MINGLE: Mixtures of Null-Space Gated Low-Rank Experts for Test-Time Continual Model Merging
- URL: http://arxiv.org/abs/2505.11883v1
- Date: Sat, 17 May 2025 07:24:22 GMT
- Title: MINGLE: Mixtures of Null-Space Gated Low-Rank Experts for Test-Time Continual Model Merging
- Authors: Zihuan Qiu, Yi Xu, Chiyuan He, Fanman Meng, Linfeng Xu, Qingbo Wu, Hongliang Li,
- Abstract summary: Continual model merging integrates independently fine-tuned models sequentially without access to original training data.<n> MINGLE is a novel framework for test-time continual model merging using a small set of unlabeled test samples.<n> MINGLE consistently surpasses previous state-of-the-art methods by 7-9% on average across diverse task orders.

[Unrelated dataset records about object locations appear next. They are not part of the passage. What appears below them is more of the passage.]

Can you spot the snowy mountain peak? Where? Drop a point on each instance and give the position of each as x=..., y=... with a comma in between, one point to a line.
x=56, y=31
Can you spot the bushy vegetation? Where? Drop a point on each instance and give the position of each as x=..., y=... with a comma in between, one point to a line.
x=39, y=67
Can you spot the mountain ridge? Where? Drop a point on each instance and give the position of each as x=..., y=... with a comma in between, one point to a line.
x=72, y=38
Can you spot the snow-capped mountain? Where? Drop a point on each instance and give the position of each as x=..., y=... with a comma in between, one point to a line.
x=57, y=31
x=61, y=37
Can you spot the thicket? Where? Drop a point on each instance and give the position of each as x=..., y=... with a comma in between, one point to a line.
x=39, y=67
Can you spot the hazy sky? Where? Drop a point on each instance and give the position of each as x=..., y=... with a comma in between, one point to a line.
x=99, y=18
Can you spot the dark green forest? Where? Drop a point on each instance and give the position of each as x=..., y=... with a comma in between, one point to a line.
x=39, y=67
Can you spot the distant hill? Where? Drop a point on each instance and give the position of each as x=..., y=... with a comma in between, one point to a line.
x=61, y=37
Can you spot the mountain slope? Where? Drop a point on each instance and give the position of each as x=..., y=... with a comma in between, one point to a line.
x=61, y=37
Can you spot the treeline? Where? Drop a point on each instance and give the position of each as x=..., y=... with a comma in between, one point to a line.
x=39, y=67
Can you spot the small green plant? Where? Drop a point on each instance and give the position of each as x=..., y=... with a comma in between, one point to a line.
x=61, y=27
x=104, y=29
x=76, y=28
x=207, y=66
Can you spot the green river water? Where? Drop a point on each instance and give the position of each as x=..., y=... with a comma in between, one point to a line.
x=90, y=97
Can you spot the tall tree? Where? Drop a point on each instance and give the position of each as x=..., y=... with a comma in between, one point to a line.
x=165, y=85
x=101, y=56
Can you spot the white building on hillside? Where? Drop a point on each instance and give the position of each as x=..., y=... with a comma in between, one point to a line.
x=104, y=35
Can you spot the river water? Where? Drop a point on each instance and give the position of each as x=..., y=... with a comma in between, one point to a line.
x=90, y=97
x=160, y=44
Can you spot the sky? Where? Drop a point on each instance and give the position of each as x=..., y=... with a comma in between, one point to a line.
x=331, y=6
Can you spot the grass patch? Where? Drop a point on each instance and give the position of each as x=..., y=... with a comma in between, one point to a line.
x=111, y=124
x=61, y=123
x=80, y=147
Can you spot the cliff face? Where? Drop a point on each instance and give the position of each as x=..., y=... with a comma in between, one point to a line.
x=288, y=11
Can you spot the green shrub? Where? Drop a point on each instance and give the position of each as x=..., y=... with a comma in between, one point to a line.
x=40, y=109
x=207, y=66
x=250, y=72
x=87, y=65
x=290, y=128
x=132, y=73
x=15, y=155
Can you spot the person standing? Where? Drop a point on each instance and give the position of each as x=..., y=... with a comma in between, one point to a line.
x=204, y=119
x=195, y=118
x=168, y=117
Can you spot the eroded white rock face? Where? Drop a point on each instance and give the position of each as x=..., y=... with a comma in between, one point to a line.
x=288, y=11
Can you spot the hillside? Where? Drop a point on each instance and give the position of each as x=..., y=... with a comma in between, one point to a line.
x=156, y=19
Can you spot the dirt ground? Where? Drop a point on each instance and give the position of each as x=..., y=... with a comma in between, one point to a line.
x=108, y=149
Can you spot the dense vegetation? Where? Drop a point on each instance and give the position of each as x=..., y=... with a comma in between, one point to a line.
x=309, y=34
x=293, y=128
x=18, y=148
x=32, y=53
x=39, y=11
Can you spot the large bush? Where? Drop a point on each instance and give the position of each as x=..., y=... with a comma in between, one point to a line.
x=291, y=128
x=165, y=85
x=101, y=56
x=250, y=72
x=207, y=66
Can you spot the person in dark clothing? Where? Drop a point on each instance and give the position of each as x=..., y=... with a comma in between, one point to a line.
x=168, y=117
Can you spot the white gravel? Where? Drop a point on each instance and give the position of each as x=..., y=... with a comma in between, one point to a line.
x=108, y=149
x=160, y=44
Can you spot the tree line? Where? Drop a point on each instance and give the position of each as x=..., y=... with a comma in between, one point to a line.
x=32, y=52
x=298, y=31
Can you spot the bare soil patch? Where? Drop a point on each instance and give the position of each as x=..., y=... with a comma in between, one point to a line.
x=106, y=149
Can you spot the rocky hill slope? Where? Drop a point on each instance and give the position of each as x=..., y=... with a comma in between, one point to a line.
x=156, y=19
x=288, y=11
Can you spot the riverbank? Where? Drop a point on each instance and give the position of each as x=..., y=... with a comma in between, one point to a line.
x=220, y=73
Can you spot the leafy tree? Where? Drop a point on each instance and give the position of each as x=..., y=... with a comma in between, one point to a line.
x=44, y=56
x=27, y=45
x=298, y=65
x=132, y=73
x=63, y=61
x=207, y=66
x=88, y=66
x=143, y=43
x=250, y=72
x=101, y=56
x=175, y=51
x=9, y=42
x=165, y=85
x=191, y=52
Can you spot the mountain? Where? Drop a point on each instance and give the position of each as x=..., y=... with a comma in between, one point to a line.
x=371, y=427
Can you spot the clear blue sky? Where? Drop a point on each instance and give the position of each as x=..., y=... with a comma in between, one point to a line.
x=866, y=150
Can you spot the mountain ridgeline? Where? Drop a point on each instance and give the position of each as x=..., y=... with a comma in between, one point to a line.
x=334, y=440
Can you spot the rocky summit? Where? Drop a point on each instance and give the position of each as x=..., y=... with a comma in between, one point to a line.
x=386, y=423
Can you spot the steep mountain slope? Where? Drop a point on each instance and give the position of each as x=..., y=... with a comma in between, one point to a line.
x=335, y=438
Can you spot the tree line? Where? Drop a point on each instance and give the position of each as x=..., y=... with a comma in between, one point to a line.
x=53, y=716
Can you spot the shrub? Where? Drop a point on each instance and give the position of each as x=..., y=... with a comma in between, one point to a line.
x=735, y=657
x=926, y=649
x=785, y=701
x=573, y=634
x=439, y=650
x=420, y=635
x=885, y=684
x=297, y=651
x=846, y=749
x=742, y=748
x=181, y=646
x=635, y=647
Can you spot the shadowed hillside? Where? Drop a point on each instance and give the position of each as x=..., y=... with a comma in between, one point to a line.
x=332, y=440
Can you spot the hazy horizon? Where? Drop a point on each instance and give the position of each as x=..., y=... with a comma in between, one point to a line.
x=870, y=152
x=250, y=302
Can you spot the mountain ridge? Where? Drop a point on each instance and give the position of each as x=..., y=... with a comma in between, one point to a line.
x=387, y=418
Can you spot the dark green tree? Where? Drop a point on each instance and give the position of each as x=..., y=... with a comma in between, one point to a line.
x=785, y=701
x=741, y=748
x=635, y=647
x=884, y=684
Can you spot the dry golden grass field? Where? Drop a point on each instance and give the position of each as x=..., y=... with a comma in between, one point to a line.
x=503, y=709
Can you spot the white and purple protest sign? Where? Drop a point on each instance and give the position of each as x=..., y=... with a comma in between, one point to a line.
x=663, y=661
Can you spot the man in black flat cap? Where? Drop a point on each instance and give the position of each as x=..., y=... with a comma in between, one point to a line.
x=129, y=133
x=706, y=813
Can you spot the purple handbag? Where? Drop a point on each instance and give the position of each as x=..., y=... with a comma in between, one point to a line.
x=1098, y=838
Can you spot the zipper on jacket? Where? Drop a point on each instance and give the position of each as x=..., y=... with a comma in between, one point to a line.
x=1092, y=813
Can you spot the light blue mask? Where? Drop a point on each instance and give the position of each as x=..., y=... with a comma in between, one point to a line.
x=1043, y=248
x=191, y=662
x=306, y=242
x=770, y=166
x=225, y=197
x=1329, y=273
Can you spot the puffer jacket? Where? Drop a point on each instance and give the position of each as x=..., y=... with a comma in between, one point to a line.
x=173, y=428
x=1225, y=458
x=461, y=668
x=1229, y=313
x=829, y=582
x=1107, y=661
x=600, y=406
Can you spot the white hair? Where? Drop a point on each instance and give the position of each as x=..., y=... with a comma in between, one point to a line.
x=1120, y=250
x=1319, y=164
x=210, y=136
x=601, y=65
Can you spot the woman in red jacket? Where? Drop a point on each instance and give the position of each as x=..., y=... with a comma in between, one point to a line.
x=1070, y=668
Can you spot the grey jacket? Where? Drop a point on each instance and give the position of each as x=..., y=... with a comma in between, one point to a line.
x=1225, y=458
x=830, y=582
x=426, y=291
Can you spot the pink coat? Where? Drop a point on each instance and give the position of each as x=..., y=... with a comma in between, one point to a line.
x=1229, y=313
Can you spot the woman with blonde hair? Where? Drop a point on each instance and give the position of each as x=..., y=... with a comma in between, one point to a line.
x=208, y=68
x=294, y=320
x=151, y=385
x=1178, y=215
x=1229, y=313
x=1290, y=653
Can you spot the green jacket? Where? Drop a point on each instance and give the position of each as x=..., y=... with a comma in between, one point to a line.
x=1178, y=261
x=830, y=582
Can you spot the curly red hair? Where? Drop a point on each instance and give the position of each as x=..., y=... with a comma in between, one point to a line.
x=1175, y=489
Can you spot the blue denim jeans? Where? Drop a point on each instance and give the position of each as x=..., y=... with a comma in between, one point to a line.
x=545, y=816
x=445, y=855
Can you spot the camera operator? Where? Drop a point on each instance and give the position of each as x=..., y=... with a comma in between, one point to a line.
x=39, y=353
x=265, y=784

- Score: 19.916880222546155
- License: http://creativecommons.org/licenses/by/4.0/
- Abstract: Continual model merging integrates independently fine-tuned models sequentially without access to original training data, providing a scalable and efficient solution to continual learning. However, current methods still face critical challenges, notably parameter interference among tasks and limited adaptability to evolving test distributions. The former causes catastrophic forgetting of integrated tasks, while the latter hinders effective adaptation to new tasks. To address these, we propose MINGLE, a novel framework for test-time continual model merging, which leverages test-time adaptation using a small set of unlabeled test samples from the current task to dynamically guide the merging process. MINGLE employs a mixture-of-experts architecture composed of parameter-efficient, low-rank experts, enabling efficient adaptation and improving robustness to distribution shifts. To mitigate catastrophic forgetting, we propose Null-Space Constrained Gating, which restricts gating updates to subspaces orthogonal to prior task representations. This suppresses activations on old task inputs and preserves model behavior on past tasks. To further balance stability and adaptability, we design an Adaptive Relaxation Strategy, which dynamically adjusts the constraint strength based on interference signals captured during test-time adaptation. Extensive experiments on standard continual merging benchmarks demonstrate that MINGLE achieves robust generalization, reduces forgetting significantly, and consistently surpasses previous state-of-the-art methods by 7-9\% on average across diverse task orders.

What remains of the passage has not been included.